DS9 had all the time in the world to do a decent finale, they just would have to ditch the baseball episode and the like and use them for the war story.

Posted: 2006-02-08 11:47am
by Bounty
Crazedwraith wrote:
Alyeska wrote:I wonder how many people who are rallying against DS9 would think differently had DS9 had the time to have a proper ending and not make use od a Dues Ex style series finale episode.
DS9 had all the time in the world to do a decent finale, they just would have to ditch the baseball episode and the like and use them for the war story.
The baseball episode was awesome. I don't get why people hate it so much...I can understand if you want to get rid of the MU episodes or the Ferengi comedy, but TMOTTH ?

Posted: 2006-02-08 11:50am
by Spanky The Dolphin
Alyeska wrote:I wonder how many people who are rallying against DS9 would think differently had DS9 had the time to have a proper ending and not make use od a Dues Ex style series finale episode.
I only barely watched the series finale and I consider most of DS9 to be a waste; just a half-assed Babylon 5 copy without the suicide-inducing dialogue.

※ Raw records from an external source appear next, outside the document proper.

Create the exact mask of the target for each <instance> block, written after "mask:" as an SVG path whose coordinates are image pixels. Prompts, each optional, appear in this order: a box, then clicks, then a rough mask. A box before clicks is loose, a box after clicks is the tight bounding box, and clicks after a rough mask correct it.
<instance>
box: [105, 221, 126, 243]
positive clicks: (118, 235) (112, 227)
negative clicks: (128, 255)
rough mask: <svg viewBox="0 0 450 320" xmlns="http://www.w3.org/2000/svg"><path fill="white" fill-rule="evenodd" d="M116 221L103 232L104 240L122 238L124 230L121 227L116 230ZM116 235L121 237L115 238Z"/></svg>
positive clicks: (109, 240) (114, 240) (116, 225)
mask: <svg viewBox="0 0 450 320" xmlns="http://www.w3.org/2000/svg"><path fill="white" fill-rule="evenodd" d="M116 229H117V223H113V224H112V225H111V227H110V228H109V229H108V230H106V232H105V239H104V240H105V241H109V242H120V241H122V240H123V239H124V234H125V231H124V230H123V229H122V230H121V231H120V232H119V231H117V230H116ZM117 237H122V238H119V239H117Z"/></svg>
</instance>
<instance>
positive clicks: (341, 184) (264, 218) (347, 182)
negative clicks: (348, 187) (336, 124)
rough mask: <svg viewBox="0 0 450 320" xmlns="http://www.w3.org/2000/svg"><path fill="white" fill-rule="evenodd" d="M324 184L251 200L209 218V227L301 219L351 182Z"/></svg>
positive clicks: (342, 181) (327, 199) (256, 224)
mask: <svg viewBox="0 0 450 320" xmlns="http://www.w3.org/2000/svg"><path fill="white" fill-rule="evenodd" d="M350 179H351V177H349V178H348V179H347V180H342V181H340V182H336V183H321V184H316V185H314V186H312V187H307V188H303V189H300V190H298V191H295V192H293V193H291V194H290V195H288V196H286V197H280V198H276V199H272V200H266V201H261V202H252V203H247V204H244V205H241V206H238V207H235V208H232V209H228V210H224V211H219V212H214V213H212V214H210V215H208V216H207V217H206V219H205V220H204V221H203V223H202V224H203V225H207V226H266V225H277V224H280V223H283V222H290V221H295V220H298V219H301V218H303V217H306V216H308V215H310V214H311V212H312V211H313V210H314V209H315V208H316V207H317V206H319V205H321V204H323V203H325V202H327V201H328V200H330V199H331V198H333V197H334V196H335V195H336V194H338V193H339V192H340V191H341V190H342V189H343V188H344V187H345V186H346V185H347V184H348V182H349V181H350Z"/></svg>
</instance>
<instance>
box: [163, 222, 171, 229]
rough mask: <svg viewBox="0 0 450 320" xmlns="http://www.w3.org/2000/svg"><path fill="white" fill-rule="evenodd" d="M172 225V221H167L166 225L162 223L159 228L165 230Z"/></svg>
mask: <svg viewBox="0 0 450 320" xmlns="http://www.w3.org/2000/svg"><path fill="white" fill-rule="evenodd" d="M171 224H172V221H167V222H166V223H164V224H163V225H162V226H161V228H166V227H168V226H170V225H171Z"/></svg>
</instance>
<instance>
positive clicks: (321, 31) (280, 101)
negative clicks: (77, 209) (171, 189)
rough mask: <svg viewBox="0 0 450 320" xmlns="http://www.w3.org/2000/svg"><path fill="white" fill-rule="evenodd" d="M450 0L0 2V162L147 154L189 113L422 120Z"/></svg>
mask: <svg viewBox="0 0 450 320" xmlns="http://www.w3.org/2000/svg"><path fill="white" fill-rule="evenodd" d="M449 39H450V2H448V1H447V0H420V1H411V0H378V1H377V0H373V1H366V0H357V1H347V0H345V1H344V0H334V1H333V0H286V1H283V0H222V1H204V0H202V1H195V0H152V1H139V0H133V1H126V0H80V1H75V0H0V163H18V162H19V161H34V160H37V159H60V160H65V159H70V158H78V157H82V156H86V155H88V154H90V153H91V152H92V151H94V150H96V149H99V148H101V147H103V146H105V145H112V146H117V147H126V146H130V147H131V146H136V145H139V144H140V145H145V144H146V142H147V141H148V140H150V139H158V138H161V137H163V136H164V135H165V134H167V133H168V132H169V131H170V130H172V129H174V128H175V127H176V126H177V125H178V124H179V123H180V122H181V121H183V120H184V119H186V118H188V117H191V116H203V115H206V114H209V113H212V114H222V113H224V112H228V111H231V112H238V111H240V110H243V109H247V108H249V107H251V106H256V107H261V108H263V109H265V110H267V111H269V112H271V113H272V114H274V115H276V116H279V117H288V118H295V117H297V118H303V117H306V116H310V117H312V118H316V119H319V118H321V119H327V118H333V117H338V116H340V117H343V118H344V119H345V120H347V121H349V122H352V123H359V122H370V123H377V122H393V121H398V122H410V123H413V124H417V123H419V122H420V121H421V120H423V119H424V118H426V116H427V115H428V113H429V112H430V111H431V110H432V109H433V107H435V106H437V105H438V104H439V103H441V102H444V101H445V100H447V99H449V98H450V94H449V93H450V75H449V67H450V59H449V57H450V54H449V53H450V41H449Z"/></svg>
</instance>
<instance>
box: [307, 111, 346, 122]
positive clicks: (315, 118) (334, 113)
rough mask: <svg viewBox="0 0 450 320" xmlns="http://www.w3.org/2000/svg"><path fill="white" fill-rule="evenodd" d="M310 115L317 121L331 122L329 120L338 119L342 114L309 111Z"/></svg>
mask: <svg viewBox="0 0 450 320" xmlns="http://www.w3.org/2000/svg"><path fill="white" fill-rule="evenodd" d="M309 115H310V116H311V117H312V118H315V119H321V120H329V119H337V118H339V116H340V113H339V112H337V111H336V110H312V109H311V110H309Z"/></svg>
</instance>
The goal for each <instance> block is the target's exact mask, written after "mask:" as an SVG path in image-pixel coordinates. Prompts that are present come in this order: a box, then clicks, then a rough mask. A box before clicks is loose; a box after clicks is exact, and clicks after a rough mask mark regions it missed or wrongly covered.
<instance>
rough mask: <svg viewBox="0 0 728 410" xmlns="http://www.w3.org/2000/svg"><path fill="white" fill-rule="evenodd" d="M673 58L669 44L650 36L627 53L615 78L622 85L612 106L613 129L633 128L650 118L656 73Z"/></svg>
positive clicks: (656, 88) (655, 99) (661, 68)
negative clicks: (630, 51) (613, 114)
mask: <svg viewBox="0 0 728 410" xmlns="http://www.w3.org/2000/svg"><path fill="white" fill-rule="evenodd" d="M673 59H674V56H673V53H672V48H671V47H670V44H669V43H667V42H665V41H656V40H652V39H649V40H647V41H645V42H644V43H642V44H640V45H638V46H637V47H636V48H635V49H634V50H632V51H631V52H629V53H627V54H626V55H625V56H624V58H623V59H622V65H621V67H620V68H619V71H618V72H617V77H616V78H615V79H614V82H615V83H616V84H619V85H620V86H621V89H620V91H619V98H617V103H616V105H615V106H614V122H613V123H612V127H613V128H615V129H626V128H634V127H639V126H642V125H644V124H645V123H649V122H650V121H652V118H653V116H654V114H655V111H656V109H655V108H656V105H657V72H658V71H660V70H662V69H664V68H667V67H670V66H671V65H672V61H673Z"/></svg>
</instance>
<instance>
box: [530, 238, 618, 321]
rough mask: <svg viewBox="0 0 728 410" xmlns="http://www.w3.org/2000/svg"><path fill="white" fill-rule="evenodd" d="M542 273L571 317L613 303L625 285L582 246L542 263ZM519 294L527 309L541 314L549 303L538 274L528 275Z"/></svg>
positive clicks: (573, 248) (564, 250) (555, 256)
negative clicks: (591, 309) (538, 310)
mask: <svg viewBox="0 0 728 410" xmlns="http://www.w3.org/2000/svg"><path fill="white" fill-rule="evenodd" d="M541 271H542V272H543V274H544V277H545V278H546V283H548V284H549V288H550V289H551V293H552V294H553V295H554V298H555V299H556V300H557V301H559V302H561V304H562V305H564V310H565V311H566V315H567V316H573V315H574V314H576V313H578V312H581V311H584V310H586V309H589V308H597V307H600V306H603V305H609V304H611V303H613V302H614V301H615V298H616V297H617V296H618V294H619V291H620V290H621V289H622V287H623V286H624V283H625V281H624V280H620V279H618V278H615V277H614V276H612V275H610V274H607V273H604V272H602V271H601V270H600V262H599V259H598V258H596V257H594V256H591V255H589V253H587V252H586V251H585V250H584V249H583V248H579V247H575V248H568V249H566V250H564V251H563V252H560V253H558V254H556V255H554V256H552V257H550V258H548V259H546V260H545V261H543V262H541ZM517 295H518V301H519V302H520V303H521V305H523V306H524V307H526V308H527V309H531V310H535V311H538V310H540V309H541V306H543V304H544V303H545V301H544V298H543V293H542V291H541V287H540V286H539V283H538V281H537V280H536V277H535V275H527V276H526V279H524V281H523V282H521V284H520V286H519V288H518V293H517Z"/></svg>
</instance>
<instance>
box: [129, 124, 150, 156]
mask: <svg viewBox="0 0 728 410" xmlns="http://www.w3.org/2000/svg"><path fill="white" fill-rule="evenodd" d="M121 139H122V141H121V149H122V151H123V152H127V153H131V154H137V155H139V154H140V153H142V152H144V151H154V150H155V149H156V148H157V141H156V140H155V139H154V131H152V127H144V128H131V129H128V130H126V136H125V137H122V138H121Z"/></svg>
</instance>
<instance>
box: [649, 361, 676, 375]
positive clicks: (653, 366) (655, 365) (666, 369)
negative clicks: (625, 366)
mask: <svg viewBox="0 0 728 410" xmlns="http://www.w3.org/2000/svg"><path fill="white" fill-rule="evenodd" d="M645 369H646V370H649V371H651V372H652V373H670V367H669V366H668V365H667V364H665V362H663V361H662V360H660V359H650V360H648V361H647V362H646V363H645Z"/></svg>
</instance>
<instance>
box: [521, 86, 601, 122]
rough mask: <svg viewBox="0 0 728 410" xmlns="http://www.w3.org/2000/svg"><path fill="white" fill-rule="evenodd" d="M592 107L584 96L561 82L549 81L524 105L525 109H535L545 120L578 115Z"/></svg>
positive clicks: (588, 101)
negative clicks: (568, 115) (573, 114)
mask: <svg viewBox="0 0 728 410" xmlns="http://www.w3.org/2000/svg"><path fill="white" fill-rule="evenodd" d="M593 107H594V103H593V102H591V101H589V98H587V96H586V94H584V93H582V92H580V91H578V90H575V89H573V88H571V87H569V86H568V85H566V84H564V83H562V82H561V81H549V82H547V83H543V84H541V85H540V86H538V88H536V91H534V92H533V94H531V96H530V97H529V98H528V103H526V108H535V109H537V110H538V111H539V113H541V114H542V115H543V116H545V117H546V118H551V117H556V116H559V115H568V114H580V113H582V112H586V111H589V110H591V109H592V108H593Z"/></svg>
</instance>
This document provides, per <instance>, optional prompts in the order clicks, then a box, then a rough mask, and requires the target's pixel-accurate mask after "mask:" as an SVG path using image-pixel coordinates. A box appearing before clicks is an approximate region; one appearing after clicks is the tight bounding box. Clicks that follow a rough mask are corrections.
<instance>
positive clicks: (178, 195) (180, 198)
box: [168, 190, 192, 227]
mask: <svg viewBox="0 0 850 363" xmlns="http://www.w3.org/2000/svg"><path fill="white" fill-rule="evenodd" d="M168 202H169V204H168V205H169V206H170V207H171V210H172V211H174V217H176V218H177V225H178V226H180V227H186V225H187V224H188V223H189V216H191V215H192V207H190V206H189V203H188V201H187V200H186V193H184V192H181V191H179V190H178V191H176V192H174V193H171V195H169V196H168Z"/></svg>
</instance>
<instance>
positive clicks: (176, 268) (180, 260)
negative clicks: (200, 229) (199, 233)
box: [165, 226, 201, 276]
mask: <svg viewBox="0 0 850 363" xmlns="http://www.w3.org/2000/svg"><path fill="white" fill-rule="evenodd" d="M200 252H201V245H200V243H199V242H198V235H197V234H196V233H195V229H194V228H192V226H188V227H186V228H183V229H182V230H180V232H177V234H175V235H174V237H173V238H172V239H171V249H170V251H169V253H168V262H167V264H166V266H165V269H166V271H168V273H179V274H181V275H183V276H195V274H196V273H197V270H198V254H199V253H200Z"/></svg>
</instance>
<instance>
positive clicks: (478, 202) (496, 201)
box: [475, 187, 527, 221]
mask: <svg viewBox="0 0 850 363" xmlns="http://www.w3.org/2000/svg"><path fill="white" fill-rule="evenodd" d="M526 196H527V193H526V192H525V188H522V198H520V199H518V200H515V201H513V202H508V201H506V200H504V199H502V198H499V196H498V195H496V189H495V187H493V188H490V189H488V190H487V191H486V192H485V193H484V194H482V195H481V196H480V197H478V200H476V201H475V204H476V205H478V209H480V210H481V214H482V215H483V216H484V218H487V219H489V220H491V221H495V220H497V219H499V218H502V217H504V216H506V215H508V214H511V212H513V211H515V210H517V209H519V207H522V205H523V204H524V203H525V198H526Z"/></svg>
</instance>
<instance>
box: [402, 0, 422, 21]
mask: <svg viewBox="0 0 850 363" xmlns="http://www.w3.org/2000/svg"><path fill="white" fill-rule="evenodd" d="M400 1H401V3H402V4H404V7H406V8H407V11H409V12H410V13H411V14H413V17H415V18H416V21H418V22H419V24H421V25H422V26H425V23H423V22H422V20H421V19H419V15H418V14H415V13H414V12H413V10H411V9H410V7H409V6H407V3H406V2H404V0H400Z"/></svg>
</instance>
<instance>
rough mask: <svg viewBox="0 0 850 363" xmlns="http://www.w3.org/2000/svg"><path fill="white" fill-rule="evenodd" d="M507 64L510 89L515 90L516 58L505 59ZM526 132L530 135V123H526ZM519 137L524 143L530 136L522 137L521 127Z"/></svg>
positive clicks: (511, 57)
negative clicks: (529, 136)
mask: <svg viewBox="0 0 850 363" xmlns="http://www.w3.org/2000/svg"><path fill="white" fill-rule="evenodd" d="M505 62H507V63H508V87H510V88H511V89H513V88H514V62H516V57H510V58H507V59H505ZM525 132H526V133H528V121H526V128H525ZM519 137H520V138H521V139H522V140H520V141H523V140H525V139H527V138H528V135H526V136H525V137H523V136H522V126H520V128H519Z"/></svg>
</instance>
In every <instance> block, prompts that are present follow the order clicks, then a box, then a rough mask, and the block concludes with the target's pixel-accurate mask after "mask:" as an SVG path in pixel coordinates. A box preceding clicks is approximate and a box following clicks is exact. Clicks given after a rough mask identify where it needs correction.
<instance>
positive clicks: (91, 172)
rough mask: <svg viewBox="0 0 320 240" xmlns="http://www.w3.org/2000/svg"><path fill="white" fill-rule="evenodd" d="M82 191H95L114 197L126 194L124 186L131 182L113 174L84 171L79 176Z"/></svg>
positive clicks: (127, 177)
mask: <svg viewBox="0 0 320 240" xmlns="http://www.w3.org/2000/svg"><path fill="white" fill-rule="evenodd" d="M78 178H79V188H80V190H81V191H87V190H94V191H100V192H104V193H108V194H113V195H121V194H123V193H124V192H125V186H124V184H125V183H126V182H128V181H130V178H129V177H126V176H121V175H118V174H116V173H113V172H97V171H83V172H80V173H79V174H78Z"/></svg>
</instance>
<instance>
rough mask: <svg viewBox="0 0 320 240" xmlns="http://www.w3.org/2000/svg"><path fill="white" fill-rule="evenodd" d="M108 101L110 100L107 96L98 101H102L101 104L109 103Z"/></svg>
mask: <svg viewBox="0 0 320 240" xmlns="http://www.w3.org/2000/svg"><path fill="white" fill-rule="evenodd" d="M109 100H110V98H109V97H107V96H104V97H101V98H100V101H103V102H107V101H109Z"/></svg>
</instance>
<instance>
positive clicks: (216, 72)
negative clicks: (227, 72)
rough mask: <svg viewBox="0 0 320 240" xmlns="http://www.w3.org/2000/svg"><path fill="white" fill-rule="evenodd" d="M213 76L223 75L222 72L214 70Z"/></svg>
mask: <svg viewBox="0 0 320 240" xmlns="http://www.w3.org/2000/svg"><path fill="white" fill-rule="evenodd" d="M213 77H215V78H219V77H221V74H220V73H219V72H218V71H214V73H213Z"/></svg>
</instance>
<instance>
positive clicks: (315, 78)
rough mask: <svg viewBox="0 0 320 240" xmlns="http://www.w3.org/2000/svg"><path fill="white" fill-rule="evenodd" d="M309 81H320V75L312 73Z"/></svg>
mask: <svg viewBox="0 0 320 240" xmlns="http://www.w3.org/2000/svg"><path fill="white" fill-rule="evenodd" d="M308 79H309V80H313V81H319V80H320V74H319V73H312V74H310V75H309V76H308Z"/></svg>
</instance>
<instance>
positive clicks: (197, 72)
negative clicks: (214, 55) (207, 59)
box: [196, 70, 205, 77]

I'm personally almost ready to just swear off everything post-TOS. Overall, for me there's really nothing worth it anymore, and my childhood interest has gradually transformed from disinterest into hatred and contempt...

Posted: 2006-02-08 11:50am
by Crazedwraith
I thought it was a good episode it was merely an example on an episode that could have been done in any series and didn't advance the war plot at all.

Posted: 2006-02-08 11:56am
by Bounty
Overall, for me there's really nothing worth it anymore, and my childhood interest has gradually transformed from disinterest into hatred and contempt...
My, my, aren't we bitter...

Posted: 2006-02-08 12:00pm
by Spanky The Dolphin
I'm not bitter about it, I simply don't like it anymore. And it's not my fault that modern Star Trek has developed a bitter taste with time. It has become almost the ultimate expression in television mediocrity.

Posted: 2006-02-08 12:02pm
by Alyeska
Well for those of us who never saw B5, DS9 wasn't a copy of B5 and was quoite enjoyable in that sense.

Posted: 2006-02-08 05:41pm
by Sonnenburg
I've always enjoyed DS9. I think the reason was in part that they had the annoying character (because modern Trek must have an annoying character) and instead of saying, "They don't like Bashir, what's wrong with them?" they said "They don't like Bashir, what's wrong with him?" and fixed it.

Take Voyager, on the other hand, and it's "They don't like Neelix... perhaps more Neelix episodes will change their mind."